Anne Sylvestre : la vie d’une chanteuse féministe

Lundi 30 novembre, Anne Sylvestre est décédée à Paris. Avant-Garde revient sur la vie de cette chanteuse féministe.

Ses débuts

Anne Sylvestre commence sa carrière de chanteuse dans des cabarets, et c’est en 1959 que sa carrière commence à décoller lorsqu’elle sort son premier disque  “Mon mari est parti”. 

Elle signe avec la maison de production Phillips qui est la même que Georges Brassens à cette époque. Lui-même qui dira en parlant d’elle. “On commence à s’apercevoir qu’avant sa venue dans la chanson, il nous manquait quelque chose et quelque chose d’important.” Et c’est en 1962 qu’elle monte sur des grandes scènes comme l’Olympia ou encore Bobino.

Une discographie pour toutes et tous et à tout âge

Anne Sylvestre a une discographie riche et variée, en effet sa discographie est très impressionnante et s’adresse à des publics différents selon les titres.
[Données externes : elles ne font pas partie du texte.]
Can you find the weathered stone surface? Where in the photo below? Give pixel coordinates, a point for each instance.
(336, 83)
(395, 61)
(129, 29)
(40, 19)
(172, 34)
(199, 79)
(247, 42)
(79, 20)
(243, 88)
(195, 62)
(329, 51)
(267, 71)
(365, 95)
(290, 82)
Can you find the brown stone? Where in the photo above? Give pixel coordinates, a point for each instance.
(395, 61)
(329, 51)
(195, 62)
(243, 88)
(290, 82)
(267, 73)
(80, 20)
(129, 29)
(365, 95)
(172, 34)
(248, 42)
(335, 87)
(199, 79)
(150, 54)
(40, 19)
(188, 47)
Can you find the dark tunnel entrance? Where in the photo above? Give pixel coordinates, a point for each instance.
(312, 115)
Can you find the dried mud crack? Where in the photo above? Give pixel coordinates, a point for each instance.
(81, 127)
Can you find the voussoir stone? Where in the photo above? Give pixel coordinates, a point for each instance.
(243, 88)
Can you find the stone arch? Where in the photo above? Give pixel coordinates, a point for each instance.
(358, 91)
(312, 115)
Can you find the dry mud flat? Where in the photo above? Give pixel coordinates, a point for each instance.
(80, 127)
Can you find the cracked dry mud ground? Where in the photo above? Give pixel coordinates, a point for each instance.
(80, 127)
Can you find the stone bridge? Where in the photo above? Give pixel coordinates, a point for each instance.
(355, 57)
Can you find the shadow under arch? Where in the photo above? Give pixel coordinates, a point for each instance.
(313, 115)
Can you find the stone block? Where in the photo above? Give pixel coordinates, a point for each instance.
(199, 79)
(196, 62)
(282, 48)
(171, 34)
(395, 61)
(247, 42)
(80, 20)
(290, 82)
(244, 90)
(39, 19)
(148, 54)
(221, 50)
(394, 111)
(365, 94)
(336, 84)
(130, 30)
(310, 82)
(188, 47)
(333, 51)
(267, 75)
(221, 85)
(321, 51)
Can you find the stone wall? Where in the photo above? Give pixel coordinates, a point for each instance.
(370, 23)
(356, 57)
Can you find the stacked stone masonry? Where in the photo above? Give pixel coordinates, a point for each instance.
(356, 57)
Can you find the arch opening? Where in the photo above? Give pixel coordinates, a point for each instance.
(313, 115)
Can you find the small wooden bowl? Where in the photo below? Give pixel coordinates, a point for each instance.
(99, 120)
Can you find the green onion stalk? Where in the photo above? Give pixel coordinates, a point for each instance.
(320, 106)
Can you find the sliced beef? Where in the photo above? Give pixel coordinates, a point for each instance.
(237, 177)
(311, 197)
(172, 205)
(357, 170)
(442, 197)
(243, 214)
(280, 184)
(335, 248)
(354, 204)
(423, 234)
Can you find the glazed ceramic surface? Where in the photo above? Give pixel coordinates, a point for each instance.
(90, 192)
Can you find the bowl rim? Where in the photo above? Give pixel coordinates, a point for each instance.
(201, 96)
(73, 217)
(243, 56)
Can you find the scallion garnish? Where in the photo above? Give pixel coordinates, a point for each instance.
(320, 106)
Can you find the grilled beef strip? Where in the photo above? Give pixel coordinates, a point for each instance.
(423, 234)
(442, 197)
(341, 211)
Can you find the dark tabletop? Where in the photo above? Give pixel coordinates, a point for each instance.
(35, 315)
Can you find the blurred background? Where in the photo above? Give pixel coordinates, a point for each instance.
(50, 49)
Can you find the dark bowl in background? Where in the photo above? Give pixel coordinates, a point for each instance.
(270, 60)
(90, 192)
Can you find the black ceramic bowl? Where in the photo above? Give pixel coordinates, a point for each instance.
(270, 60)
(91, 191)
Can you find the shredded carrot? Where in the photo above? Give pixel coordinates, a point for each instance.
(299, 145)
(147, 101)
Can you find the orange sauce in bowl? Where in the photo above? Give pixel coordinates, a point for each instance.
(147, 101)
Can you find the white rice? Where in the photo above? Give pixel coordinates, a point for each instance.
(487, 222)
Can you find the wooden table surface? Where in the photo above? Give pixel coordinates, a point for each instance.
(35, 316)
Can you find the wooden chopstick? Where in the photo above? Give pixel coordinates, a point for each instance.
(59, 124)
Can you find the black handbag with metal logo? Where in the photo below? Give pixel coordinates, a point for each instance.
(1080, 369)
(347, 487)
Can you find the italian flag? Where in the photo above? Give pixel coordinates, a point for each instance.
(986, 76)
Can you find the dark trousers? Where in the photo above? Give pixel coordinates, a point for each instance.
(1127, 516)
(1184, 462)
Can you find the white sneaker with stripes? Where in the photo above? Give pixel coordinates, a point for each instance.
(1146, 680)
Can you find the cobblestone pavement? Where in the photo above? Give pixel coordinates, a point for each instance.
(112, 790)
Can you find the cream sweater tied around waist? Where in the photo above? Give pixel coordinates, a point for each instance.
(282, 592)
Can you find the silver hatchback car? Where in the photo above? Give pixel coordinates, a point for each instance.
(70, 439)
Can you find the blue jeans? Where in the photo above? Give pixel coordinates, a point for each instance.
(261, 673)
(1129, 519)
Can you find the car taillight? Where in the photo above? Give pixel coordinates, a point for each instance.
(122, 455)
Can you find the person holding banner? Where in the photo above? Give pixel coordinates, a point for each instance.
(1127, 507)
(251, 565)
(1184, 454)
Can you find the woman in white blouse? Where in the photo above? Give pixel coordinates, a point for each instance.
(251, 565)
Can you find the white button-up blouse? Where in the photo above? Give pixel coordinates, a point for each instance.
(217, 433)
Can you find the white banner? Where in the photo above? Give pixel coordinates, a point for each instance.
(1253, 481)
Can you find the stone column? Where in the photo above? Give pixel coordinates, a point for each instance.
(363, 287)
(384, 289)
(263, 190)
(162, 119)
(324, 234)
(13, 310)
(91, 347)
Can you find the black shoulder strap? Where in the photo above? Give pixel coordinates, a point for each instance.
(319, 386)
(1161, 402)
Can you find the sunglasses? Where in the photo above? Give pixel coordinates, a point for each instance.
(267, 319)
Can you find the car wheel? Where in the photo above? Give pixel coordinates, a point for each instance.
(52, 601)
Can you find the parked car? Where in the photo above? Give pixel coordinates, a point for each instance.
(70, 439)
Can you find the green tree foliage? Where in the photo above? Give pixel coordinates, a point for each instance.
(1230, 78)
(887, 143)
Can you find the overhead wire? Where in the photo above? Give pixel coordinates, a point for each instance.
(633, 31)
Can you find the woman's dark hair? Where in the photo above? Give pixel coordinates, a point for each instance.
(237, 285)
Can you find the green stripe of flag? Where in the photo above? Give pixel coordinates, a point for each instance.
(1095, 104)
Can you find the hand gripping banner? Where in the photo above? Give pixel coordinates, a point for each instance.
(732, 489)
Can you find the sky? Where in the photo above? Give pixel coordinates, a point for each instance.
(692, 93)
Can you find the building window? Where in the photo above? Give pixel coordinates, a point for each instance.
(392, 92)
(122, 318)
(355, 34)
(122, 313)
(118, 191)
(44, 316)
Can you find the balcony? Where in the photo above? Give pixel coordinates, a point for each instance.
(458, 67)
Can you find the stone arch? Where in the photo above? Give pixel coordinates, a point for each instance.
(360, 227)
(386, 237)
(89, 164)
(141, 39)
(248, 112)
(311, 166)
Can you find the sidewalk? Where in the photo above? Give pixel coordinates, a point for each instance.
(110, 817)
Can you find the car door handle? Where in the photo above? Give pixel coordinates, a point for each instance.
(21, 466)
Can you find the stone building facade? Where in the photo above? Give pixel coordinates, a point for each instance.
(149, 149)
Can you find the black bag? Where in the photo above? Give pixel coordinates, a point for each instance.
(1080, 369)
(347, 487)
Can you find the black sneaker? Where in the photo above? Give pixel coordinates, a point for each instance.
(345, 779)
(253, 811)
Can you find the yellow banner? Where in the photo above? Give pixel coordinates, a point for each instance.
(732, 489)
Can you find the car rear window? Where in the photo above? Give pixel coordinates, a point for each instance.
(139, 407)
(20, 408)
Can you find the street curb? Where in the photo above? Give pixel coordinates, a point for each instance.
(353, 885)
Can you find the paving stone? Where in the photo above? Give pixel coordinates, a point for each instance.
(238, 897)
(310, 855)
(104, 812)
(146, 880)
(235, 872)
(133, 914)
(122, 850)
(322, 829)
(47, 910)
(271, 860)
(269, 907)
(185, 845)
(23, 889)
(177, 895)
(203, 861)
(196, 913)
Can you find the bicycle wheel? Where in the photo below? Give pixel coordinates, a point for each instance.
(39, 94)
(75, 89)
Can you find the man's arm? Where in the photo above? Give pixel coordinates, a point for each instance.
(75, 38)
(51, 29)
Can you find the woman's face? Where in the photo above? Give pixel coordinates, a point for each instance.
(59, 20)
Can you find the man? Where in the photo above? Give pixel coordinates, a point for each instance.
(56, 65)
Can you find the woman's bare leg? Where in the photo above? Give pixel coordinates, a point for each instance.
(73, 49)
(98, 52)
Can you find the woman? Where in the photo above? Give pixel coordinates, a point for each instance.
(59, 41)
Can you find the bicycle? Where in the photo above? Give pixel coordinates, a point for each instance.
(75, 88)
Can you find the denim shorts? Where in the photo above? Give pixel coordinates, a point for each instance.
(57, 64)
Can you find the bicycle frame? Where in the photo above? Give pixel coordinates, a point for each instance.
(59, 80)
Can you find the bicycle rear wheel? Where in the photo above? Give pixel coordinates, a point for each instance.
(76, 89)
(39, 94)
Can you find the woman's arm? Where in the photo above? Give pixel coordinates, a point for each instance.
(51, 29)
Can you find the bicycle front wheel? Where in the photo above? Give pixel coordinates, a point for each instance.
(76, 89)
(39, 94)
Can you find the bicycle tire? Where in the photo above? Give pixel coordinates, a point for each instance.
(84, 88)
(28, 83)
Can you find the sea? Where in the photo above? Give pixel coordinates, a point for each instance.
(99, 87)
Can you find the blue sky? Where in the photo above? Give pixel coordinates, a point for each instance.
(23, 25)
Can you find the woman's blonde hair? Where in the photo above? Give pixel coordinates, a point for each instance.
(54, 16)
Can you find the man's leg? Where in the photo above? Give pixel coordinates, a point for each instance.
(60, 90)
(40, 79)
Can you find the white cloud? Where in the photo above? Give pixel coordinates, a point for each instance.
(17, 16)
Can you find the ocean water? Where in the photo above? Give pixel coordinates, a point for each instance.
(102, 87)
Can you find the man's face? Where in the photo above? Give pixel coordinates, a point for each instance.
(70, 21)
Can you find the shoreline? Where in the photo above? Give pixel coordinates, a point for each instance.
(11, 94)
Les enfants des années 60-70 ont été bercé par “Les fabulettes”. Pendant ce temps là les adultes découvraient des chanson comme “Lazare et Cécile”, “Non tu n’as pas de nom”, “Une sorcière comme les autres”. 

Ses chansons pour adultes comme elle les appelait étaient très souvent des chansons féministes et en avance sur leur temps, “Gay gay, marions-nous” une chanson sur le mariage homosexuel a été ecrite en 2007 soit 6 ans avant la loi sur le mariage pour tous.

Un talent reconnu

Pour ses œuvres, Anne Sylvestre a reçu quatre fois le grand prix international du disque de l’académie Charles-Cros entre 1963 et 1967. Puis en 1993 elle devient officière de l’ordre national du mérite et obtient par la suite en 2002 elle devient officière de l’ordre national de la Légion d’honneur. Puis en 2009 elle reçoit la médaille de vermeil de l’Académie Française pour l’ensemble de ses chansons. Toutes ses récompenses peuvent à minima prouver ses talents d’auteure-compositrice et interprète.

Une féministe sans étiquette

Anne Sylvestre était une grande féministe, c’était d’ailleurs la seule étiquette qu’elle voulait qu’on pose sur elle. Bien que ses chansons pour la plupart sont engagées notamment “Gay gay, marions-nous” ou encore “Pas difficile” en 1986 qui parle de la facilté de tomber dans la précarité, elle a toujours refusé ce terme et a écrit la chanson “chanson dégagée” à ce sujet. 

Elle a soutenu de nombreuses luttes et souvent en avance sur son temps, elle s’est exprimé sur l’avortement 2 ans avant la loi Veil en chantant “Non, tu n’as pas de nom”, en 1975 elle chante “Une sorcière comme les autres” dénonce le partiarcat et la condition féminine (celles de mères) face aux hommes. En 1978 elle chante “Douce maison” une chanson sur le viol. 

En 2013 elle écrit la chanson “Juste une femme” suite au réaction suite à l’affaire de DSK. Cette chanson montre toutes les humiliations et agressions des hommes sur les femmes au quotidien 4 ans avant le mouvement #MeeToo.

C’est une des plus grandes expressions féminines françaises qui s’est éteinte ce lundi.